B. R. : Concernant l’écriture de ce spectacle, cela s’est encore bien passé. C’est surtout lorsque j’ai commencé à le mettre en scène que cela m’a posé problème. Je n’arrivais pas à mettre cette distance et je perdais complètement mes moyens. Mais finalement, à force de faire encore et encore ce spectacle en répétitions, la distance s’est créée et j’avais l’impression de permettre à ces souvenirs de revivre, plutôt que de les subir. J’ai alors éprouvé un réel plaisir à jouer et à évoquer ces moments. J’ai aussi pris le parti de voir la chance que j’avais, de pouvoir par exemple écouter ma grand-mère à chaque fois que je joue. Mais ce spectacle est sans doute mon projet le plus personnel.
L. S. : Malgré des souvenirs tristes ou difficiles, on ne sent pas une once de rancœur ou d’amertume dans votre jeu, mais plutôt un amour qui accepterait les imperfections. Diriez-vous que ce spectacle marque un certain apaisement, une nouvelle étape de vie ?

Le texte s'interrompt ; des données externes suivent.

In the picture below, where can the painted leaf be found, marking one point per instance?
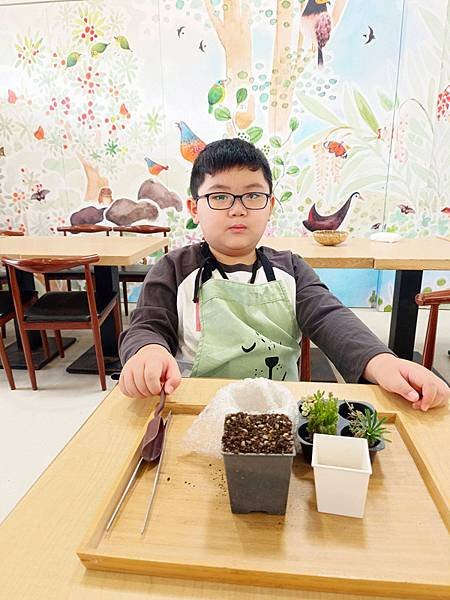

B. R. : Je pense qu’il s’agit de nature plutôt que d’étape de vie. Comme je suis assez connectée à mes émotions, cela m’arrive rarement d’emmagasiner beaucoup et que tout lâche à un moment. Mon métier fait aussi que je suis continuellement en lien avec mes émotions, c’est comme un muscle. Ça ne me fait donc pas peur, car je m’en sers tout le temps. C’est peut-être aussi une question de génération, on parle beaucoup plus, actuellement, de santé mentale, d’exprimer ce que l’on ressent. Pour moi, c’est la scène qui a permis cela, et j’en suis très reconnaissante. Il y a peu de métiers où on peut raconter des choses personnelles, et se sentir valorisé, se faire applaudir. La scène calme l’ego et les peurs, elle donne l’impression d’avoir un rôle.